Samenvatting First Impressions PoDH

In 2013 is de Port of Den Helder (PoDH) verzelfstandigd, met de gemeente Den Helder als 100% aandeelhouder, om het havengebied effectief en efficiënt te beheren en te ontwikkelen. De gemeenteraad van Den Helder heeft in juli 2021 besloten het initiatief te nemen tot het uitvoeren van een onderzoek naar de N.V. Port of Den Helder. Aan Panteia is gevraagd om dit onderzoek uit te voeren. Het onderzoek behelst zowel een evaluatie van als een toekomstverkenning voor de Port of Den Helder. Deze samenvatting bevat onze eerste bevindingen. Aan de hand daarvan bepalen we de focus voor het vervolg van dit onderzoek.

De belangrijkste kenmerken van het ‘gemeentelijk’ deel van de Rijkszeehaven zijn: de directe aanwezigheid van de marinebasis als thuishaven van marineschepen en hun ondersteuning, een schaarste aan geschikte terreinen en een landzijdig perifere ligging bovenin de Kop van Noord-Holland. Den Helder is geen overslaghaven, de voornaamste inkomsten van de haven zijn gebaseerd op de inning van haven- en kadegelden als gevolg van vaarbewegingen die te maken hebben met serviceactiviteiten op de Noordzee ten behoeve van (fossiele) energievoorziening. Incidentele baten kunnen ook voortkomen uit de verkoop van gronden.

Inbreng gemeente in N.V. PoDH bij oprichting

Bij de verzelfstandiging zijn door de gemeente zaken ingebracht, waaronder terreinen, gebouwen en infrastructuur zoals bruggen en kades. Daar bevond zich ook natte infrastructuur tussen die in de jaren negentig door het Rijk aan de gemeente was overgedragen en waarvoor volgens de toenmalige methode Brokx-nat een afkoopsom voor beheer en onderhoud overeen gekomen was. Panteia heeft echter niet gezien dat deze afkoopsom onderdeel was van de inbreng van de gemeente, wat ons niet logisch lijkt. Het lijkt er op dat deze gelden in de algemene middelen terecht zijn gekomen in de periode 2005-2010.

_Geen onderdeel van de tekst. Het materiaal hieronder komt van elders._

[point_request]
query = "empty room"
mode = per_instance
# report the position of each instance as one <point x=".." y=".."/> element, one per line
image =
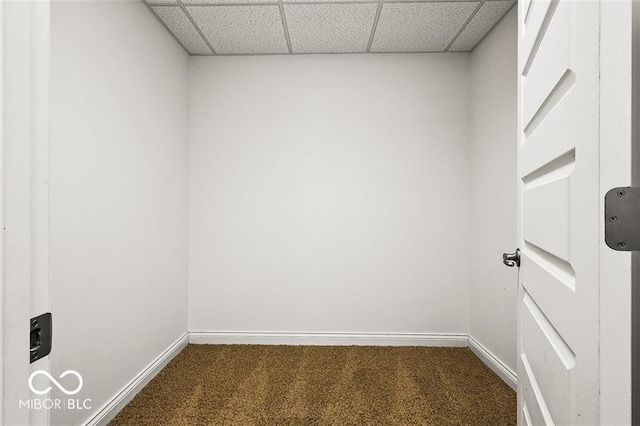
<point x="319" y="212"/>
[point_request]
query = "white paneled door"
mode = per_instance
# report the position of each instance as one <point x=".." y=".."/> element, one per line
<point x="560" y="212"/>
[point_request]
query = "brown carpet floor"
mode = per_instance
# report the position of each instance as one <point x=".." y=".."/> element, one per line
<point x="320" y="385"/>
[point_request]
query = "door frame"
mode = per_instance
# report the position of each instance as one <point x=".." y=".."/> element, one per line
<point x="616" y="148"/>
<point x="24" y="152"/>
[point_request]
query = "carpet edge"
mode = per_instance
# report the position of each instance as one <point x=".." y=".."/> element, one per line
<point x="122" y="398"/>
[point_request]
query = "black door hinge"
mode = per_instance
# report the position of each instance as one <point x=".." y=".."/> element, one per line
<point x="622" y="218"/>
<point x="40" y="335"/>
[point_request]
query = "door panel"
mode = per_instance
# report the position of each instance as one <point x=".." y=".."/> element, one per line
<point x="559" y="204"/>
<point x="551" y="361"/>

De instandhoudingskosten voor deze natte infrastructuur die is ingebracht in PoDH blijken echter ook hoger uit te vallen door onvoorzien snellere degradatie. Sommige ingebrachte zaken (Westoever, Kooypunt, Kooyhaven, Oostoever en (delen van) de Koopvaardersbinnenhaven) waren en zijn niet relevant voor de bedrijfsvoering van PoDH maar leveren wel kosten op. De core-business van Port of Den Helder ligt namelijk aan het Nieuwe Diep, feitelijk is de rest ‘ballast’.

Visie PoDH

Op basis van een tijdreeksanalyse constateert Panteia dat in de periode 2007 -2010 sprake was van een overschatting van de ontwikkelingen op de olie- en gasmarkt en een onderschatting van Wind op Zee. Dit terwijl er in die periode al rapporten en beleidsnota’s waren die aangaven dat een krimp van olie- en gaswinning kon worden voorzien, en juist groei werd voorzien voor Wind op Zee. Ook in de hierna volgende periode, van 2011-2014, wijkt die visie ten aanzien van de olie- en gasmarkt nog af van de dan beschikbare onderzoeken, beleidsnota’s op Rijksniveau en gegevens. De potentie van Wind op Zee wordt dan echter wel onderkend. In deze periode zijn een groot aantal stukken geschreven die de onderbouwing vormden voor de verzelfstandiging. Deze stukken geven echter geen uniform beeld welke terreinen ingebracht zouden moeten worden in PoDH; de adviezen verschillen op dit punt. Voor de periode 2014-2018 straalt de visie van PoDH optimisme uit over vrijwel alle facetten van de dienstverlening, ook de olie- en gasmarkt. Dit is in tegenspraak met de dan beschikbare gegevens en Rijksbeleid. In deze periode worden kansen voor Wind op Zee gezien, maar de eerste

(4)

concrete mogelijkheden worden nog niet benut. Voor de ruimteproblematiek ziet men dan een publiek-private samenwerking (PPS) met de Koninklijke Marine voor zich.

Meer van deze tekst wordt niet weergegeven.